I've not seen this notation before. However, it does seem to make sense. The $M$-downsampler is defined by the equation:
$$
y_D[n] = x[Mn]
$$
Its $z$ transform is defined by the equation:
$$
\begin{align}
Y_D(z) &= \sum_{n=-\infty}^\infty y_D[n]z^{-n} \\
&= \sum_{n=-\infty}^\infty x[Mn] z^{-n}
\end{align}
$$
Apply a change of variable, letting $n' = Mn$. The ranges of the summation are unaffected by the change of variable since they extend to infinity.
$$
Y_D(z) = \sum_{n'=-\infty}^\infty x[n']z^{-n'/M}
$$
This looks similar to the $z$ transform of $x[n]$ itself. Recall that it is defined as:
$$
X(z) = \sum_{n=-\infty}^\infty x[n]z^{-n}
$$
By inspection, we can therefore conclude the following relationship between the $z$ transforms of $x[n]$ and $y_D[n]$:
$$
Y_D(z) = X\left(z^{1/M}\right)
$$
Therefore, the $z$ transform of the downsampler output is closely related to the $z$ transform of the input signal, which is to be expected. In the frequency domain, this results in an $M$-fold stretching of the signal's frequency content.
But how do you go from the above equation to the one you referenced in the paper?

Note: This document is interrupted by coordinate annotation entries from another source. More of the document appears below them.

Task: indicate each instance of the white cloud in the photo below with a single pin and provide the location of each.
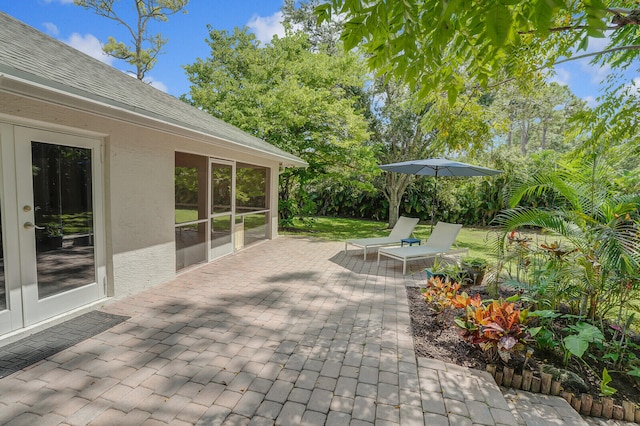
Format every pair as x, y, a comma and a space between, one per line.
51, 28
561, 76
90, 45
265, 27
591, 101
596, 73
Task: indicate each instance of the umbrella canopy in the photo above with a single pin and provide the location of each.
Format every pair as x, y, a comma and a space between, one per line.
438, 167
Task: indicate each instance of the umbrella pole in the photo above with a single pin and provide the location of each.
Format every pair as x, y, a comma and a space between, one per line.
435, 197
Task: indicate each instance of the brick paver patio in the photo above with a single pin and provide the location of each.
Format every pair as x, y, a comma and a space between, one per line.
291, 331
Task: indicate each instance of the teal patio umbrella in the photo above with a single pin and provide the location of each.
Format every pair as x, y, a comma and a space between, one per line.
438, 167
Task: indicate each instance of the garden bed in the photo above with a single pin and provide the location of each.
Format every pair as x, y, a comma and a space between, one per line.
436, 339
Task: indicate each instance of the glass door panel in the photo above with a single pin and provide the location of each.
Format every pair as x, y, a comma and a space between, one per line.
3, 289
221, 213
63, 212
62, 267
221, 237
191, 185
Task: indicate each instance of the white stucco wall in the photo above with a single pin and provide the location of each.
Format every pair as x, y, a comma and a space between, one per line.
139, 188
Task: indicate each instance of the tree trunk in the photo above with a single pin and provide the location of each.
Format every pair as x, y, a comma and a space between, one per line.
524, 137
394, 209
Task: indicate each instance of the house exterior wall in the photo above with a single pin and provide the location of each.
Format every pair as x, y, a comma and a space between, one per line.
139, 185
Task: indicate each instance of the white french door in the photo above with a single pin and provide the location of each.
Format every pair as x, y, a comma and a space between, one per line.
53, 226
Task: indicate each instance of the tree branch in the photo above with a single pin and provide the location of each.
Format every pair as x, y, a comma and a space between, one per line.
573, 58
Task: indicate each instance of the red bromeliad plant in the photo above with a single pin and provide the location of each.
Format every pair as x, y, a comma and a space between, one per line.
440, 295
498, 329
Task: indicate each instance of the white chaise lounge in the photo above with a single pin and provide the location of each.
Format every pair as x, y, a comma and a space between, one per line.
403, 229
438, 244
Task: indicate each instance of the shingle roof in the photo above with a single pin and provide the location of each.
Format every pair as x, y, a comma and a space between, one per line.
28, 54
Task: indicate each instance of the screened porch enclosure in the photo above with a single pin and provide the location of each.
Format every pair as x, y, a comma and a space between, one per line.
220, 206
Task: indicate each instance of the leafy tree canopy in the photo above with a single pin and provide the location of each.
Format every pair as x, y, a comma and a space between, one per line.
428, 42
142, 58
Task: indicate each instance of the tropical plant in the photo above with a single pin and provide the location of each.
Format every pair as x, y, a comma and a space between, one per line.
595, 217
439, 295
577, 342
143, 59
499, 329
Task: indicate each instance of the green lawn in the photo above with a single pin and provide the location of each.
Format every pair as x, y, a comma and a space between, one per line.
477, 240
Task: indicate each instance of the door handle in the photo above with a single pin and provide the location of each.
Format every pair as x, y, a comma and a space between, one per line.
29, 225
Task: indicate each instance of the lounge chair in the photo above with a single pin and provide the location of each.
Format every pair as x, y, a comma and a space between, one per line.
438, 244
403, 229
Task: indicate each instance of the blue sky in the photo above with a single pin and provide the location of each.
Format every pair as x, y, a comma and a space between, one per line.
84, 30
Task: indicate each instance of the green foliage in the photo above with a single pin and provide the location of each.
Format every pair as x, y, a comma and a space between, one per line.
143, 59
303, 101
498, 328
577, 343
488, 39
595, 218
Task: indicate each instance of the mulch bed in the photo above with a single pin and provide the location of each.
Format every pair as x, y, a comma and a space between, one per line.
440, 340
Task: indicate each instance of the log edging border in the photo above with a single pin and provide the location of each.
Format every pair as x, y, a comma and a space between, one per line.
584, 404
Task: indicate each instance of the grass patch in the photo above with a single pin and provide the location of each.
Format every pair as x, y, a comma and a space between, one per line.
477, 240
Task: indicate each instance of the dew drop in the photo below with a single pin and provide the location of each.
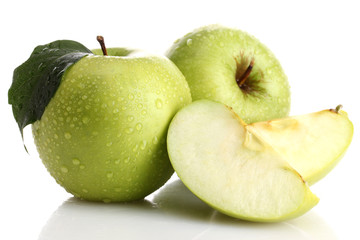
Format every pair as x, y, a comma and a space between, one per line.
138, 126
129, 130
85, 120
158, 103
67, 135
64, 169
76, 161
143, 144
135, 148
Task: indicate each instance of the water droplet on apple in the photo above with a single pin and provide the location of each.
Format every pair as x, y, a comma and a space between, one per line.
76, 161
67, 135
64, 169
135, 148
155, 140
158, 103
139, 126
189, 42
129, 130
143, 144
85, 120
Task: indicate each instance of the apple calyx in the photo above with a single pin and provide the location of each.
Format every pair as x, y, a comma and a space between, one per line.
101, 40
337, 109
249, 85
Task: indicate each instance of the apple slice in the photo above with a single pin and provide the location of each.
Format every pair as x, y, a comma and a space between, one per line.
231, 169
312, 143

It gives a definition of $Y_D(z)$ in terms of $z$ only, while the expression we derived is a function of $z^{1/M}$. So for a particular value of $z$ that you would like to evaluate $Y_D(z)$ at, you would first calculate $z^{1/M}$ (i.e. take the $M$-th root of $z$) and then substitute that into $X(z)$. However, all nonzero $z \in \mathbb{C}$ have $M$ distinct $M$-th roots:
$$
\left\{ r_p,\ r_p e^{\frac{j2\pi}{M}},\ r_p e^{\frac{j2\pi2}{M}},\ \ldots\ ,\ r_p e^{\frac{j2\pi(M-1)}{M}} \right\}
$$
$$
= \left\{ r_p,\ r_p W,\ r_p W^{2},\ \ldots\ ,\ r_p W^{M-1} \right\}
$$
where $W_k$ is the DFT kernel value $e^{j2\pi k / M}$ referenced in your question, and $r_p$ is what I define to be the principal $M$-th root of the complex value $z$:
$$
r_p = \sqrt[M]{|z|} e^{\frac{j\angle{z}}{M}}
$$
That is, $z$'s principal $M$-th root $r_p$ is obtained by converting $z$ to polar form, taking the $M$-th root of $z$'s magnitude (which is a real number), and dividing $z$'s angle by $M$. The resulting values express $r_p$ in polar form.
Why go to all of this trouble? Because, as I noted before, the mapping from $Y_D(z)$'s domain to the domain of $X(z^{1/M})$ is not one-to-one. I'll now begin some handwaving. For any particular value of $z$ that you would like to evaluate $Y_D(z)$ for, there are $M$ corresponding points in $X(z^{1/M})$ that you could map to. Therefore, each of those $M$ points in $X(z^{1/M})$ contribute to the corresponding value of $Y_D(z)$. You then end up with a sum like that shown in the paper:
$$
Y_D(z) = \frac{1}{M} \sum_{k=0}^{M-1} X(r_p(z)W^k)
$$
where $r_p(z)$ refers to the principal $M$-th root calculation I showed earlier. In reality, you could pick any of $z$'s $M$-th roots as the principal one; I picked this definition because it's the most straightforward. If you were to properly and rigorously derive this relationship, I believe the factor of $\frac{1}{M}$ comes in because of a derivative of $z^{1/M}$.
In mathematician-speak, I believe this would be referred to as a composition of functions; $Y_D(z) = f(g(z))$, where $f(z) = X(z)$ and $g(z) = z^{1/M}$. In order to unroll the function composition and write $Y_D(z)$ as a function of $z$ only, you would chop the domain of $Y_D(z)$ into chunks that are one-to-one, invert the function over those intervals, and then sum the results with appropriate scaling factors. I've used this technique before to calculate the probability distribution function of a function of a random variable given the original random variable's pdf (e.g. to derive the pdf of $\sqrt{X}$ given $X$'s pdf), but the name of the technique escapes me.